Roman Engineering - Aqueducts

Aqueducts

Three hundred million gallons of water were brought into Rome by 14 different aqueducts each day. Per capita water usage in ancient Rome matched that of modern-day cities like New York City or modern Rome. Most water was for public uses, such as baths and sewers. De aquaeductu is the definitive two volume treatise on 1st century aqueducts of Rome, written by Frontinus.

The aqueducts could stretch from ten to sixty miles long, and typically descended from an elevation of one thousand feet above sea level at the source, to two hundred feet when they reached the reservoirs around the city. Roman engineers used inverted siphons to move water across a valley if they judged it impractical to build a raised aqueduct. The Roman legions were largely responsible for building the aqueducts. Maintenance was often done by slaves.

The Romans were among the first civilizations to harness the power of water. They built some of the first watermills outside of Greece for grinding flour and spread the technology for constructing watermills throughout the Mediterranean region. A famous example occurs at Barbegal in southern France, where no fewer than 16 overshot mills built into the side of a hill were worked by a single aqueduct, the outlet from one feeding the mill below in a cascade.
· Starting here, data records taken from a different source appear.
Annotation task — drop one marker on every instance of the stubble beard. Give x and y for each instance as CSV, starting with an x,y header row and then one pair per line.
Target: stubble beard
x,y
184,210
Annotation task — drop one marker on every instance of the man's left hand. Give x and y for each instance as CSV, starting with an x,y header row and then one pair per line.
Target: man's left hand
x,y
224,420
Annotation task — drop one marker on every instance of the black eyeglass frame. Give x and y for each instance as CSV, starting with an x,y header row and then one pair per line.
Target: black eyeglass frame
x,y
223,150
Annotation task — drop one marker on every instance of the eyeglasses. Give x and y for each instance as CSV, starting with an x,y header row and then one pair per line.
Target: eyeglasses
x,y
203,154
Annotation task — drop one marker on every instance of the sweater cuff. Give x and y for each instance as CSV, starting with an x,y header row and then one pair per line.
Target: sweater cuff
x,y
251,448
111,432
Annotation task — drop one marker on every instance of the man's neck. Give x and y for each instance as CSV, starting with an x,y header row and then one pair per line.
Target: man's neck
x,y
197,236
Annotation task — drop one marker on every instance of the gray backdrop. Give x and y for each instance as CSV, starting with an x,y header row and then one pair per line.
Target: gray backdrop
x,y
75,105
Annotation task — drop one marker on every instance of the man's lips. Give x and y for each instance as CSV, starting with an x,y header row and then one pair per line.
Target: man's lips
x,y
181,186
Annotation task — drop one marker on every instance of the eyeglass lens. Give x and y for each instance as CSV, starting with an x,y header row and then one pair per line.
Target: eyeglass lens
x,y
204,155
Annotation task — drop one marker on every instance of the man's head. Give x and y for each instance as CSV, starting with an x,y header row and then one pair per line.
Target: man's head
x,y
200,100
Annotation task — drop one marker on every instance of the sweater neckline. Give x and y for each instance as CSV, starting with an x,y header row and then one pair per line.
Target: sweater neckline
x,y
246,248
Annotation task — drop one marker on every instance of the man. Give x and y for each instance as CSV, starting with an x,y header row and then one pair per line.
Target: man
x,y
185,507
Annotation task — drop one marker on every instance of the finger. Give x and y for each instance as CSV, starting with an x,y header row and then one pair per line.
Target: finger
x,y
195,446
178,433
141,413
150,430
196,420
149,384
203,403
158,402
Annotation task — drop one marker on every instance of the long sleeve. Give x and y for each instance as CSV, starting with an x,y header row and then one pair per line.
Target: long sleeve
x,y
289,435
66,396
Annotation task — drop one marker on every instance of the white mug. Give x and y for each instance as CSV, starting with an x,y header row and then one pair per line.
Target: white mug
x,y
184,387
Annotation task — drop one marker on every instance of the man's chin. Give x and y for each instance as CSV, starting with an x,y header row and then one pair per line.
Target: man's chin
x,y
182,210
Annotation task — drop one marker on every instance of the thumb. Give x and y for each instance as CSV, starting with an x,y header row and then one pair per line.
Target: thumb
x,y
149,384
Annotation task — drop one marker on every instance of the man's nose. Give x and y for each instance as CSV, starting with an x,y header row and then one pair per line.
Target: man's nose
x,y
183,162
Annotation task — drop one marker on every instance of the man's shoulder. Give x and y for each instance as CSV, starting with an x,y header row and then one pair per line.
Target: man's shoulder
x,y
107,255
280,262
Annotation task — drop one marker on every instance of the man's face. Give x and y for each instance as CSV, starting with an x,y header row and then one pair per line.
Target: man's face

They were also skilled in mining, building aqueducts needed to supply equipment used in extracting metal ores, e.g. hydraulic mining, and the building of reservoirs to hold the water needed at the minehead. It is known that they were also capable of building and operating mining equipment such as crushing mills and dewatering machines. Large diameter vertical wheels of Roman vintage, for raising water, have been excavated from the Rio Tinto mines in Southwestern Spain. They were closely involved in exploiting gold resources such as those at Dolaucothi in south west Wales and in north-west Spain, a country where gold mining developed on a very large scale in the early part of the first century AD, such as at Las Medulas.